Il primato dell’Italia nella storia delle donne artiste dal Quattro al Seicento è dovuto a vari fattori. Innanzitutto nel sud cattolico la Riforma non spazzò via, come nel nord, i conventi, anche se ne ridusse il numero e l’importanza.
Molte donne artiste dell’epoca furono monache, nessuna però, tra quelle di cui restano le opere, straordinariamente dotata.
Tuttavia tra queste quella meglio documentata come monaca - artista italiana è stata Caterina dei Vigri (1413 -1463). Appartenente alla buona società bolognese, alla fine del decennio 1420- 30 divenne monaca francescana a Ferrara e nel 1456 si trasferì a Bologna come superiora di un nuovo convento eretto presso la chiesa del Corpus Domini.
Era una donna molto colta per i criteri dell’epoca, durante l’adolescenza trascorsa alla corte di Ferrara aveva imparato, oltre che a leggere e scrivere in latino, a suonare strumenti musicali e a disegnare. La sua vera vocazione non fu tuttavia quella dell’artista ma della devota appartenente all’ordine: ebbe visioni, fece miracoli e altri si crede ne compisse dopo la morte....
Nel 1703 fu canonizzata. Certo si deve alla sua fama si santa se in una stanza annessa alla chiesa dove passò gli ultimi anni vennero conservati, assieme ad altre reliquie della sua vita, i suoi modesti esiti di pittrice. Lo stile delle sue opere si può definire “ingenuo” e arcaizzante, perché l’autrice non fu che una dilettante e la sua maturazione non fu certo aiutata dalla scelta di passare la vita in clausura.
Vi fu un’altra monaca carmelitana che era figlia di Paolo Uccello, Antonia (1446 -1491). Il vasari dice che il pittore aveva “una figliola che sapeva disegnare”; ma l’unica prova documentaria oggi nota è il suo certificato di morte, nel quale viene definita “pittoressa”.
Un’altra donna artista italiana del Quattrocento di cui ci restano documenti è Suor Barbara Rognoni, che firmò una ”Adorazione dei pastori” oggi conservata nella Pinacoteca di Siena. La Rognoni era più aggiornata della Vigri, le cui opere sembrano superare di quasi un secolo, sulle correnti artistiche contemporanee.
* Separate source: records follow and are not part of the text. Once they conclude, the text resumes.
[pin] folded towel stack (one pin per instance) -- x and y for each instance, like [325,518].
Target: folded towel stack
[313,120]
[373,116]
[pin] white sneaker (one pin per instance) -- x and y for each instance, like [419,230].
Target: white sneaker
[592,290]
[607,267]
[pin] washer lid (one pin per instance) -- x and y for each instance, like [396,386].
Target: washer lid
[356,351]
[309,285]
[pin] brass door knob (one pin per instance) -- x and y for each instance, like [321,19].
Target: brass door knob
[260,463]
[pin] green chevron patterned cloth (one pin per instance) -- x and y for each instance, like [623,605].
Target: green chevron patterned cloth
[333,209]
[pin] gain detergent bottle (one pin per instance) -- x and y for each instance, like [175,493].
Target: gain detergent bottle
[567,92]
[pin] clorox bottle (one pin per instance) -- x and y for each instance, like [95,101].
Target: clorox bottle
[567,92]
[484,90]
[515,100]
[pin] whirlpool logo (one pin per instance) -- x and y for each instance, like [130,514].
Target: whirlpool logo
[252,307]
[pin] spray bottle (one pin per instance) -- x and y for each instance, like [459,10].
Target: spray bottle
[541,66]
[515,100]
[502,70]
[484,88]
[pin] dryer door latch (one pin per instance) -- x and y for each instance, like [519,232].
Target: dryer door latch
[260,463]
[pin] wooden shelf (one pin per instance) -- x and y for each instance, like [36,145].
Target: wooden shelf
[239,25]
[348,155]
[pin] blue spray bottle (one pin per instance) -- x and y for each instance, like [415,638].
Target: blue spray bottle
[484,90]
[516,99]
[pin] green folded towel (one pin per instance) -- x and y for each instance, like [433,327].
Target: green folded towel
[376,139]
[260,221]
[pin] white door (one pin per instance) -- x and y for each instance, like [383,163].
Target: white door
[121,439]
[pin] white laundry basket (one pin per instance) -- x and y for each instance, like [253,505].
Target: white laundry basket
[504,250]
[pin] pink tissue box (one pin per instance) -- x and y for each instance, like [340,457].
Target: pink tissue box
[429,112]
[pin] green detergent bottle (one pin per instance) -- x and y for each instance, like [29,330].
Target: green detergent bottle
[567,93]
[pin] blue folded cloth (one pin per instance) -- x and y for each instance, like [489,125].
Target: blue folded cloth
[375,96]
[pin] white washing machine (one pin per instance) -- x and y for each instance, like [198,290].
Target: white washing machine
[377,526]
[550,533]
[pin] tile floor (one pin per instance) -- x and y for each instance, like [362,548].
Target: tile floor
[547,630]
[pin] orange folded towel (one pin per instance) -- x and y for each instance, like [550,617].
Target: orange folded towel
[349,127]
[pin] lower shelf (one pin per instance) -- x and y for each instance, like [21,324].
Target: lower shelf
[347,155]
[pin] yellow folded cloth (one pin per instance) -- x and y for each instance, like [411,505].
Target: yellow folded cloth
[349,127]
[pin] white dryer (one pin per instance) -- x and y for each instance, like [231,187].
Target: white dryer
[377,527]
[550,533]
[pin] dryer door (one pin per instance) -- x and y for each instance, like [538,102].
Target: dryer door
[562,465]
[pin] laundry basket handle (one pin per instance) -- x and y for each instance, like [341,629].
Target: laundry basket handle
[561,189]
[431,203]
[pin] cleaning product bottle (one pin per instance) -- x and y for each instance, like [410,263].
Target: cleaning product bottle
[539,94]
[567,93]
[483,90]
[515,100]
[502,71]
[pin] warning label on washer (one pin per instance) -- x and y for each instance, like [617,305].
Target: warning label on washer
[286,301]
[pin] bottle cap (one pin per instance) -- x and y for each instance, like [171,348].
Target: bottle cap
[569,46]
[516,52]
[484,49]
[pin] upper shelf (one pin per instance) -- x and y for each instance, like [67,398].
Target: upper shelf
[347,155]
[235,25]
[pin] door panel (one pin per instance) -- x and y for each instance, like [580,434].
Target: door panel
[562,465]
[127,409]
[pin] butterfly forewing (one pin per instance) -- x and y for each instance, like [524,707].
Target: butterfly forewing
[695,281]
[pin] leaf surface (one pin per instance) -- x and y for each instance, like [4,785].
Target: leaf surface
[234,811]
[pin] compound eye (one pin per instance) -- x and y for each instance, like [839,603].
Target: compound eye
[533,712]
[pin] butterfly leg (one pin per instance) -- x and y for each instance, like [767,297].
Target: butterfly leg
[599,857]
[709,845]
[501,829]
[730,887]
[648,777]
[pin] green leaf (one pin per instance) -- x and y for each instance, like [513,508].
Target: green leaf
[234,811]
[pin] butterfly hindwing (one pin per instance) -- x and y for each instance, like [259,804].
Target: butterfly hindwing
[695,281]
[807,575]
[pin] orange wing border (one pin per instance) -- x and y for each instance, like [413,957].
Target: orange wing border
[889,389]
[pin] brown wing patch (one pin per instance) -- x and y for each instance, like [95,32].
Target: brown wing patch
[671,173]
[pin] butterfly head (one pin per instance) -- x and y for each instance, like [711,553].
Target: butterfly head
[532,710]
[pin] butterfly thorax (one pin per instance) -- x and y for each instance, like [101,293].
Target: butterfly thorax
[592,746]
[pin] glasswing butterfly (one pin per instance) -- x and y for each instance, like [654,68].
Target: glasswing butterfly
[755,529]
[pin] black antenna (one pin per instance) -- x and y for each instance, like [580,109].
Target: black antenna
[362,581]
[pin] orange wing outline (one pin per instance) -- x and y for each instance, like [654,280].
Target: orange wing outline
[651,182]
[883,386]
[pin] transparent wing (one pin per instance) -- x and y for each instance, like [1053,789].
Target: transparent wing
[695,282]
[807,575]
L’Adorazione è un valido esemplare di scuola senese del tardo Quattrocento, un periodo in cui la tradizione locale non dà più prova dell’inventiva del secolo precedente.
Vasari dedica un lungo brano alla carriera di una monaca cinquecentesca, suor Plautilla Nelli (1523 -1587 -88), di cui all’inizio del nostro secolo si rintracciavano ancora varie opere a Firenze e nei dintorni, poi scomparse dalla letteratura attuale. Vasari riferisce che l’artista (la quale, quando egli scriveva, era ancora in vita) aveva esordito come miniaturista e copista ma che gradualmente era arrivata all’esecuzione di pale d’altare per il proprio convento fiorentino. S. Caterina da Siena, e per committenti esterni. La Nelli eseguì in quel periodo l’”Ultima cena” e come osserva il Vasari, la sua opera dimostra che “avrebbe fatto cose meravigliose se, come fanno gli uomini, avesse avuto comodo di studiare ed attendere al disegno, e ritrarre cose vive e naturali”. A quanto pare la Nelli fu la più dotata delle monache - artiste documentate in Italia.
L’unica conclusione che si può trarre dai documenti raccolti sulle monache pittrici è che se prendere il velo diede a qualche donna la possibilità di dipingere, l’isolamento del convento sommato alla mancanza di studi adeguati e di modelli competitivi impedì la fioritura di pure autentiche doti artistiche.
A confermare questa ipotesi, le donne che più riuscirono a imporsi come pittrici autentiche e competenti non furono monache. Sofonisba Anguissola, era figlia di un nobile di provincia, Lavinia Fontana, di un pittore sempre di provincia. Le forze sociali erano diverse e conviene prenderle in esame prima di poter analizzare le storie di altre pittrici di quell’epoca.